Reading

Remember What You Read? Write to Remember

Reading and Memory

(Photo Credit: Blavity)

Although you may think you have the best memory, and maybe you do, after reading so many pieces, you need a strategy to aid your memory about the pieces read. One of the most important strategies for helping you to recall what you read, including remembering some sophisticated analyses and observations made, is to write a summary and/or critical review of each text read. Write the summary or critical review immediately after reading a text. This type of focused writing strategy benefits all readers.

Yes, taking notes about the works one reads is a traditional method that is useful in aiding your recollection. Taking notes, however, does not involve the serious level of focus and engagement that writing summaries and critical reviews necessitates. This greater level of focus and engagement will not only ameliorate your ability to recall what you read but also significantly enhance your comprehension.

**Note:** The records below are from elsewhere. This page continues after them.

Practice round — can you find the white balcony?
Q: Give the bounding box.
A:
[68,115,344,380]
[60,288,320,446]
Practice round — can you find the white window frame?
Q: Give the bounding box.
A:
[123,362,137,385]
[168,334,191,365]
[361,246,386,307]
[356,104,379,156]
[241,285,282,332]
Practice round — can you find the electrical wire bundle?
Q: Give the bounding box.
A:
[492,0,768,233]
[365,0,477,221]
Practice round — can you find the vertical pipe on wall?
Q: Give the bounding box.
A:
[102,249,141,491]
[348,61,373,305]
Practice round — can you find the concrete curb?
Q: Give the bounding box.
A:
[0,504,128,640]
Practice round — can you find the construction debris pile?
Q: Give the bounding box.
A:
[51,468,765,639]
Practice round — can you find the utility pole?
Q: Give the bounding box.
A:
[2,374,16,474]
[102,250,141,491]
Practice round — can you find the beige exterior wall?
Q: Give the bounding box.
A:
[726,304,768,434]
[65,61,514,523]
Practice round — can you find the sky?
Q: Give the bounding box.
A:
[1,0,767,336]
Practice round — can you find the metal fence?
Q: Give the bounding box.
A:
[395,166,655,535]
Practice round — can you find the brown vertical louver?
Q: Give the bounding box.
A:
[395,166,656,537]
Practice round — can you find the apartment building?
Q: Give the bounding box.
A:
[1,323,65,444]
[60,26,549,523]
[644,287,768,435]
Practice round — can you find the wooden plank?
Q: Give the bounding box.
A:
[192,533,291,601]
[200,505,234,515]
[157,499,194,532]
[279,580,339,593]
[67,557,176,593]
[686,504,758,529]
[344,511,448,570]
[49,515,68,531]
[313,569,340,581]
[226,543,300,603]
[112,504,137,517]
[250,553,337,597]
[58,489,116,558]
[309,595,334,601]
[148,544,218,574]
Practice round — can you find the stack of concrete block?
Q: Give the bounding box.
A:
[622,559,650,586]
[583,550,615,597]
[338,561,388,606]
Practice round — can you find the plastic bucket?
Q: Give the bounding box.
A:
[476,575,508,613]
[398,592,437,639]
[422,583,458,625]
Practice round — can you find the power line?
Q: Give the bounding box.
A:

You can compose your summaries and critical reviews in a regular notebook or journal, but you might find it more fun to capture your summaries and critical reviews through blogging. By using blogging as your method of penning your summaries and critical reviews, you are able to share your writing with the world and engage and receive feedback from a global audience.

Blogger, Weebly, and WordPress are three excellent blogging platforms that you might consider using to blog your summaries and critical reviews of the pieces you read.

Most of us live busy lives. When you’ve invested your time and energy in reading a work, especially a long book or lengthy essay, do you really want to forget most or everything about the book or essay 6 months or a year after reading the book or essay? Let your summaries and critical reviews of those books and essays support your memory.